I hid all this well but always struggled with stomach issues from the unnecessary stress I battled. I never realized the source of my fears – until now. I just lived with it and carried it into my marriage. I knew the divorce of my parents caused me anxieties, but I never realized that the absence of my father caused me such fear.
I may have been an overprotective mother because of fear. I may have had undo anxieties thinking I might not be a good enough wife. I may have worried that my husband would leave me for another woman, as my father left my mother.

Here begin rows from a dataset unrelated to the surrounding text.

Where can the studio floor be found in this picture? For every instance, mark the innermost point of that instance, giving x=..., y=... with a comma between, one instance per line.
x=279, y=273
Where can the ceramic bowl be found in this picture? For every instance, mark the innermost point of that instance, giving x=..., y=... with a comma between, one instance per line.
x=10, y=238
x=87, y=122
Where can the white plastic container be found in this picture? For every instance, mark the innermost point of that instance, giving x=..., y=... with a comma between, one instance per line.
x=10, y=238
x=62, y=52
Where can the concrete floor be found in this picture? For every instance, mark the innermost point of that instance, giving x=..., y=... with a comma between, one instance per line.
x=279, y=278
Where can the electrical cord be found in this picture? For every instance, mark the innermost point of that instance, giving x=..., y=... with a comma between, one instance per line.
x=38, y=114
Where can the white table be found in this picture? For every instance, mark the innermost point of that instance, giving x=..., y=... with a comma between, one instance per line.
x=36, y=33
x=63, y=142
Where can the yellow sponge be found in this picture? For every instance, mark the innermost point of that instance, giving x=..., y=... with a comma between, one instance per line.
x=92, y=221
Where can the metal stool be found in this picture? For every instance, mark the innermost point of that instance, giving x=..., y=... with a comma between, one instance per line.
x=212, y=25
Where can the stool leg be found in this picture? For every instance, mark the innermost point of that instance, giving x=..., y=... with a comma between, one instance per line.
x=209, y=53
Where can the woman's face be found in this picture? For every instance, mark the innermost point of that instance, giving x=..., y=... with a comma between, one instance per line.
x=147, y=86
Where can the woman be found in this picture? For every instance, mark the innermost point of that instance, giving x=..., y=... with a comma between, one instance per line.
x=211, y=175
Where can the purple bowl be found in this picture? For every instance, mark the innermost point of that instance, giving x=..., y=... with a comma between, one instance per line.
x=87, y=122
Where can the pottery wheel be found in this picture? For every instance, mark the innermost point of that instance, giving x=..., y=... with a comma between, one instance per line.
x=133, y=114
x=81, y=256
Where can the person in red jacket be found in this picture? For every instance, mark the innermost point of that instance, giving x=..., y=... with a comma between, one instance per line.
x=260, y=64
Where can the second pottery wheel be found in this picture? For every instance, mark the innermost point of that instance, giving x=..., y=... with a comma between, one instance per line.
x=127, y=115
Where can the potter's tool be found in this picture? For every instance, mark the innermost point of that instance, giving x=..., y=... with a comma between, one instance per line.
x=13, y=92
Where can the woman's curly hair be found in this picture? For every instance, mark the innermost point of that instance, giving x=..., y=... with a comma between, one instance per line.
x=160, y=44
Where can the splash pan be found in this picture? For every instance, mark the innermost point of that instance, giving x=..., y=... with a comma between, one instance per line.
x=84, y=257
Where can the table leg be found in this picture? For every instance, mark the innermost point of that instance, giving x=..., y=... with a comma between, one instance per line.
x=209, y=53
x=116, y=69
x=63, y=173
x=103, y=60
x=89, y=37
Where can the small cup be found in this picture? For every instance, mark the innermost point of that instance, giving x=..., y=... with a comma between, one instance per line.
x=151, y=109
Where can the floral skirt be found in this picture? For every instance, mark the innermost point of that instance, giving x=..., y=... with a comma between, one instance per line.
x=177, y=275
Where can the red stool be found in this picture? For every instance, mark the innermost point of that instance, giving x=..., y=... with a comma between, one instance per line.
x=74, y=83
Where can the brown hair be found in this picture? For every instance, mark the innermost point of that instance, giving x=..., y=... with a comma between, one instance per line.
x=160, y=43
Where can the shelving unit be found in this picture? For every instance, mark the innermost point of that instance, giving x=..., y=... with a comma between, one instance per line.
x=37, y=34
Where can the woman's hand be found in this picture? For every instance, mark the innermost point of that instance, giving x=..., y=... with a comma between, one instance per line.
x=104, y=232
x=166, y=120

When Rick and I went through our marriage difficulties, one counselor I saw told me I was subconsciously trying to push my husband away before he left me. After all, my father left my mother, why wouldn’t my husband leave me? I didn’t know what to think of all this. After God healed my marriage, my fears were greatly diminished but still an issue I longed to be free from.
Do you struggle with fear? Does it affect your relationship with your spouse? With your children? It will also affect your physical and mental health. Maybe it’s time to get to the root of your fear and finally turn it all over to God.
And with no surprise, this was the message in my Jesus Calling the day after my ‘fear revelation’
“Whenever you start to feel afraid, remember that I am your Shield. But unlike inanimate armor, I am always alert and active. My Presence watches over you continually, protecting you from both known and unknown dangers. Entrust yourself to My watchcare, which is the best security system available. I am with you and will watch over you wherever you go.”
Psalm 56:3-4 “Whenever I am afraid, I will trust in You. In God (I will praise His word), In God I have put my trust; I will not fear. What can flesh do to me?
God will give you the freedom from fear to make way for the amazing marriage He desires for you!